Immunodiagnostic Research Laboratory, Department of Immunology, University of Birmingham Medical School, Birmingham B15 2TJ [G. D. T., P. W. D., J. R. M. E., A. R. B.]; University Department of Medicine, Queen Elizabeth Hospital, Birmingham B15 2TH [D. B. R.]; and Department of Engineering, University of Warwick, Coventry CV4 7AL [M. J. C., K. R. G.], England

A mathematical model has been developed to determine the best approach to improving tumor targeting with antibody. The amount of antibody in the tumor (tumor content) and the tumor:normal tissue antibody concentration ratio (uptake ratio) were calculated over 12 days from injection, using the computer program FACSIMILE to solve the stiff nonlinear differential equations describing the system. Results indicate that success requires an optimal combination of dose, size, and binding affinity of antibody.
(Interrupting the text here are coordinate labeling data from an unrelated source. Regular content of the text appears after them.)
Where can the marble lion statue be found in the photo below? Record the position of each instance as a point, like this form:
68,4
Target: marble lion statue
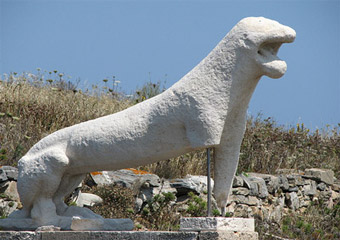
206,108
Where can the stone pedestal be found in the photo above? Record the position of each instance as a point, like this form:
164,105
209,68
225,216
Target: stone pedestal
68,223
221,228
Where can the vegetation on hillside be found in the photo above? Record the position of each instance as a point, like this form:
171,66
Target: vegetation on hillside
35,105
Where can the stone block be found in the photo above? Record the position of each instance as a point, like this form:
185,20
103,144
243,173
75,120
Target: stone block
69,223
238,181
100,235
292,200
11,172
88,199
310,190
272,182
217,224
320,175
283,181
256,185
125,177
248,200
241,191
12,191
228,235
23,235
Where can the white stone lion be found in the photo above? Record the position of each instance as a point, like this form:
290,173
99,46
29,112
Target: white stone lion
206,108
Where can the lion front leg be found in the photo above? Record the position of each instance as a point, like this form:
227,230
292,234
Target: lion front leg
226,162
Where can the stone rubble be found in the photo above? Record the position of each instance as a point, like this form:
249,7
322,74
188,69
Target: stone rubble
265,196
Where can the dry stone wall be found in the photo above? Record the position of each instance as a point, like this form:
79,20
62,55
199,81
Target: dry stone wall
264,196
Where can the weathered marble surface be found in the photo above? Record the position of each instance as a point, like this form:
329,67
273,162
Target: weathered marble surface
206,108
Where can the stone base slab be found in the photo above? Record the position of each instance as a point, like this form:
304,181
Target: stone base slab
217,224
68,223
129,235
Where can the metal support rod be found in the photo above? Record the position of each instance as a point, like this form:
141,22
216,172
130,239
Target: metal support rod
209,182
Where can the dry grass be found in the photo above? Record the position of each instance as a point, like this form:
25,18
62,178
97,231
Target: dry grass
32,106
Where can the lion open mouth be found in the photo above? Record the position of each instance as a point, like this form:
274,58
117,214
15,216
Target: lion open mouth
272,65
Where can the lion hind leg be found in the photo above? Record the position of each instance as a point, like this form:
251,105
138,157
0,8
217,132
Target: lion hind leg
39,179
67,185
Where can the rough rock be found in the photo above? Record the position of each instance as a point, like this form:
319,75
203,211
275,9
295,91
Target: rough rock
292,200
190,183
256,185
248,200
272,182
238,181
217,224
283,181
310,189
320,175
10,172
12,191
88,199
125,177
7,207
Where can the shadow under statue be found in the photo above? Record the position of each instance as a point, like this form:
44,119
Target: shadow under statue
206,108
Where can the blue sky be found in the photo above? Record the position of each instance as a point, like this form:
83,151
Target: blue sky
138,41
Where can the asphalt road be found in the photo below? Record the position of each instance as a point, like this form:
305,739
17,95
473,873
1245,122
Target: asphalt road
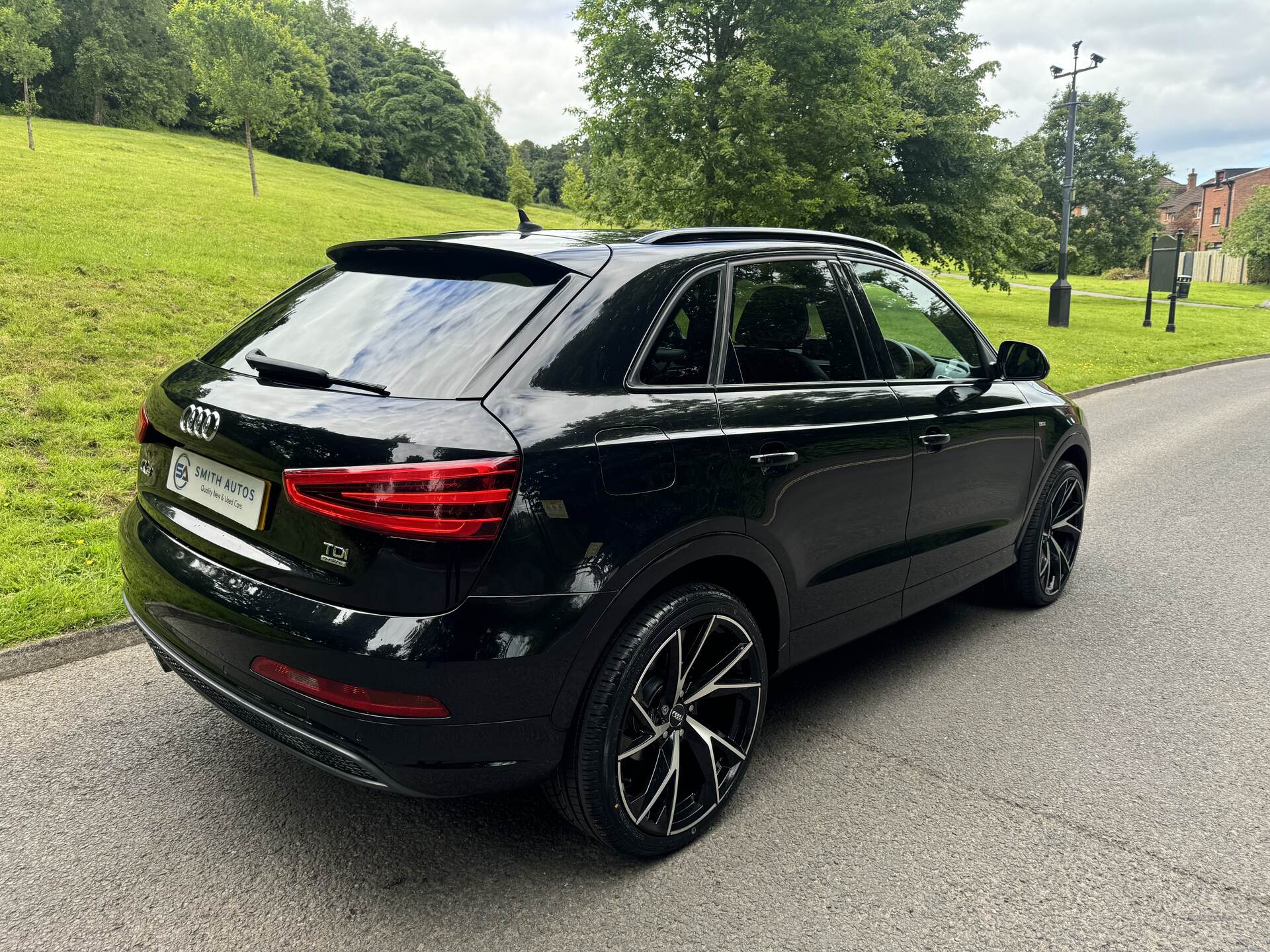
1093,776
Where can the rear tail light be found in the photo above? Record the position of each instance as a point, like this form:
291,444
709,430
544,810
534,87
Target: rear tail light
143,424
456,499
392,703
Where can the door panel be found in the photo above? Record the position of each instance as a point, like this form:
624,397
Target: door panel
973,437
835,518
970,493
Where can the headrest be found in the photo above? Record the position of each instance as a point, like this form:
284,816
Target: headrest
775,317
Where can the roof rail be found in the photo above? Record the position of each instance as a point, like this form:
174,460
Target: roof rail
683,237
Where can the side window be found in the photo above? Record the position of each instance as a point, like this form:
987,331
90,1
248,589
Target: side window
925,337
789,325
681,354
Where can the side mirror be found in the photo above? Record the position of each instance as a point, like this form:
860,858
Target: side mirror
1020,361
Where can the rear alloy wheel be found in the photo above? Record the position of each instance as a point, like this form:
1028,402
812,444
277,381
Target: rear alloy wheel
668,729
1052,539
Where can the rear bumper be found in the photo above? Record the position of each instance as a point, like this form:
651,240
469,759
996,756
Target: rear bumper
207,622
305,744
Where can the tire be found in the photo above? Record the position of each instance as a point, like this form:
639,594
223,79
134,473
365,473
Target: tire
635,721
1050,542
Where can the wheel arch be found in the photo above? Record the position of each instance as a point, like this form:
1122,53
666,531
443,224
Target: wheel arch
1074,447
733,561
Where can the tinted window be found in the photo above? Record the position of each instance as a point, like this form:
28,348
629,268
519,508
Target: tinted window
789,325
925,337
418,335
683,350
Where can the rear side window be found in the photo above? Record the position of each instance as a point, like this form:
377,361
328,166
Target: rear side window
419,334
681,354
789,325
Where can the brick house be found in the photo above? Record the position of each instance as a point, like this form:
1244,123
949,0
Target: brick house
1181,210
1224,197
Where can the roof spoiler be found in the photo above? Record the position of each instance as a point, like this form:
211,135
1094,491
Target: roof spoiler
433,258
683,237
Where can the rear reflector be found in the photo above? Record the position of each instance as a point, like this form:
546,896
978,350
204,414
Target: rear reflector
390,703
456,499
143,424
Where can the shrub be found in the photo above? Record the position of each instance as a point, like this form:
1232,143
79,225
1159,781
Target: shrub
1124,274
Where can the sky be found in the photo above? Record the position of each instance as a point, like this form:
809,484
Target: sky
1197,75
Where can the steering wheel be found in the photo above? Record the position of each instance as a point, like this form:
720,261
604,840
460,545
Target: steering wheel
906,358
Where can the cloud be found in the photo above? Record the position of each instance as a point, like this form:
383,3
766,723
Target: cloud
524,50
1194,74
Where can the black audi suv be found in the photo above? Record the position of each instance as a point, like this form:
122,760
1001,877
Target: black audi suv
487,509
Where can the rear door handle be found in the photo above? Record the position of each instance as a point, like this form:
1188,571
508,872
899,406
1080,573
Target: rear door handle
788,459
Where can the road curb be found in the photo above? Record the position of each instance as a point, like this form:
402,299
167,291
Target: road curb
1158,375
62,649
78,645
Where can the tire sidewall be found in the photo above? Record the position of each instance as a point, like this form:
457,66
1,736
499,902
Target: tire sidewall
1037,530
693,608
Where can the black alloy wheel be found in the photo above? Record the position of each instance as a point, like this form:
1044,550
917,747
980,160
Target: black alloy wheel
1061,534
1050,541
669,727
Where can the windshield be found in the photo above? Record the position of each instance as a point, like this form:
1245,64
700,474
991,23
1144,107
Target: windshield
418,335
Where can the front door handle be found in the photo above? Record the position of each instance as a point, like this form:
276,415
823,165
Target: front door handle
763,460
937,440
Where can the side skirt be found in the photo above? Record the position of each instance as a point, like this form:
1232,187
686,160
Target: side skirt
949,584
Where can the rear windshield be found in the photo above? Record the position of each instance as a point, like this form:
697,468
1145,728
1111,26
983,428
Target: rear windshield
418,335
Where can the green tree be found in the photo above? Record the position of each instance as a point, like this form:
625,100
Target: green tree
494,183
954,192
865,116
718,112
1119,188
238,51
1250,235
521,183
574,194
435,132
23,23
117,63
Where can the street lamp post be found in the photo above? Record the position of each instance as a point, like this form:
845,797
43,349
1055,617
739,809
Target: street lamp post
1061,291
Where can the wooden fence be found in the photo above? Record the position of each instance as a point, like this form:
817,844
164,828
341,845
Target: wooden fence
1216,266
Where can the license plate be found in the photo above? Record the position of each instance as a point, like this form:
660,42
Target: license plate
218,487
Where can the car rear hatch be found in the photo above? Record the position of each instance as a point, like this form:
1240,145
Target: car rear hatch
388,499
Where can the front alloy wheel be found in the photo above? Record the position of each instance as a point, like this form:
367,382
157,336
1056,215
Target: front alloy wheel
1048,549
669,724
1061,534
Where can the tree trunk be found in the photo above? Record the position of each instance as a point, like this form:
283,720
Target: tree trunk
251,157
26,99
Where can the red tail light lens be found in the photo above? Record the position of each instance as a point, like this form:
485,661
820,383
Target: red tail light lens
458,499
143,424
392,703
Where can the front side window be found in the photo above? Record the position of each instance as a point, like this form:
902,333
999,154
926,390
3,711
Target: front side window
925,337
681,354
789,325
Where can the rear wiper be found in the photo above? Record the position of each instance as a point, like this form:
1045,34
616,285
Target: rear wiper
273,368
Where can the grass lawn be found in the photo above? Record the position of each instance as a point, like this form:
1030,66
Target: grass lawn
122,254
126,253
1208,292
1107,340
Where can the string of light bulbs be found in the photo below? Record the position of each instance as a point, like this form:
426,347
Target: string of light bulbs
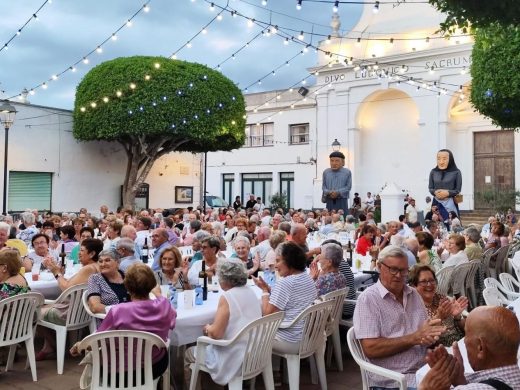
154,104
300,33
85,58
34,16
279,31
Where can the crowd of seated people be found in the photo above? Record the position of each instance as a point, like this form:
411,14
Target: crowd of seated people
258,240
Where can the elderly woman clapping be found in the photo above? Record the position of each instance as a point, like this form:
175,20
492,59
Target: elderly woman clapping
242,248
329,278
237,307
106,288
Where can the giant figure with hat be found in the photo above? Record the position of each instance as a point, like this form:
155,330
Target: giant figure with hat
337,182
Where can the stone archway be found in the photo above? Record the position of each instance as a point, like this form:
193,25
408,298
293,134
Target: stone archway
389,142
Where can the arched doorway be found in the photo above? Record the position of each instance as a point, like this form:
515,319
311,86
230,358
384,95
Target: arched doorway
389,143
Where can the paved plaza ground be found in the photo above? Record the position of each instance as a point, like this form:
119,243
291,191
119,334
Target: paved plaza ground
48,379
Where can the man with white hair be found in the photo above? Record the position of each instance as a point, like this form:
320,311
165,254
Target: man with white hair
266,217
125,247
391,322
30,230
130,232
400,242
4,233
260,251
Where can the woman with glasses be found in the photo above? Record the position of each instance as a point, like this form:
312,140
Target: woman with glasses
439,306
11,282
106,288
57,313
173,270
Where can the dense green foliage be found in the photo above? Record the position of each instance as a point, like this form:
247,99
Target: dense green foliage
478,13
495,90
222,129
153,106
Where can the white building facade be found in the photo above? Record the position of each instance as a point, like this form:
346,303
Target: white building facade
50,170
391,112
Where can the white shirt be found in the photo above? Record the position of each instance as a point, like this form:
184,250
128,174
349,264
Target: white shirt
458,258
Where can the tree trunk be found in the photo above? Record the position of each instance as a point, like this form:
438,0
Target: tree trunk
130,186
140,159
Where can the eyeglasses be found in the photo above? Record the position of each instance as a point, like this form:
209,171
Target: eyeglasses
394,270
427,282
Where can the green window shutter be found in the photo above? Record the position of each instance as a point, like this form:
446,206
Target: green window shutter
29,190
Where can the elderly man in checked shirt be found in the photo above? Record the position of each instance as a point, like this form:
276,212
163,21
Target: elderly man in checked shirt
391,322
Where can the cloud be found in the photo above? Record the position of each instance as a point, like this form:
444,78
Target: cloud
67,30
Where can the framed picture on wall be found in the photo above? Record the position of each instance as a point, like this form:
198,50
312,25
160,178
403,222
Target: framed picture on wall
183,194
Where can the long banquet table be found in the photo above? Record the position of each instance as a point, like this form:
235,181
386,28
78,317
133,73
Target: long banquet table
190,322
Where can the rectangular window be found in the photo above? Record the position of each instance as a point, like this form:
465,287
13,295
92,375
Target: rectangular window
259,184
299,134
259,135
287,187
29,190
228,184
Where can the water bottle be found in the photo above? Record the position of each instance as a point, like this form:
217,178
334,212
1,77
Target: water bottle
269,277
198,295
173,296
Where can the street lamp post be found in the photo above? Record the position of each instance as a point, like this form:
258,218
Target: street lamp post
336,145
7,115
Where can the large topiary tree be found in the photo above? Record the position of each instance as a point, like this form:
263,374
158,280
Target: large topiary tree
495,89
153,106
477,13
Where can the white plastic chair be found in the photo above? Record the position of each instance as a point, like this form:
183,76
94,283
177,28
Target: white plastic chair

Increasing the dose to 100 times that presently used for scanning increased both the percentage of injected antibody in the tumor and the uptake ratio by up to 2 orders of magnitude to maximal values determined by affinity. This result could be achieved by coinjecting unlabeled antibody. Increasing affinity from K_eq = 10⁹ to 10¹³ M^-1 increased the uptake ratio from 5 to 100 for whole antibody and to 550 for a small ligand, at the calculated optimal dose, but had no effect at the current scanning dose. With decreasing molecular size at average affinity, the same maximum tumor content and uptake ratio were achieved but progressively earlier. At high affinity there was a substantial advantage for a small ligand compared with whole antibody in terms of uptake ratio (550 versus 100) and tumor:normal tissue integral dose ratio (330 versus 60). The uptake of a small ligand was not increased by binding to plasma protein but with increasing time the tumor content was higher than without protein binding.

¹ G. D. T. and J. R. M. E. were supported by the Cancer Research Campaign (Grant CEF 412) and M. J. C. by the Science and Engineering Research Council (Grant GR/D90642).

² To whom requests for reprints should be addressed.

Received 10/ 6/88. Revised 3/21/89. Accepted 3/22/89.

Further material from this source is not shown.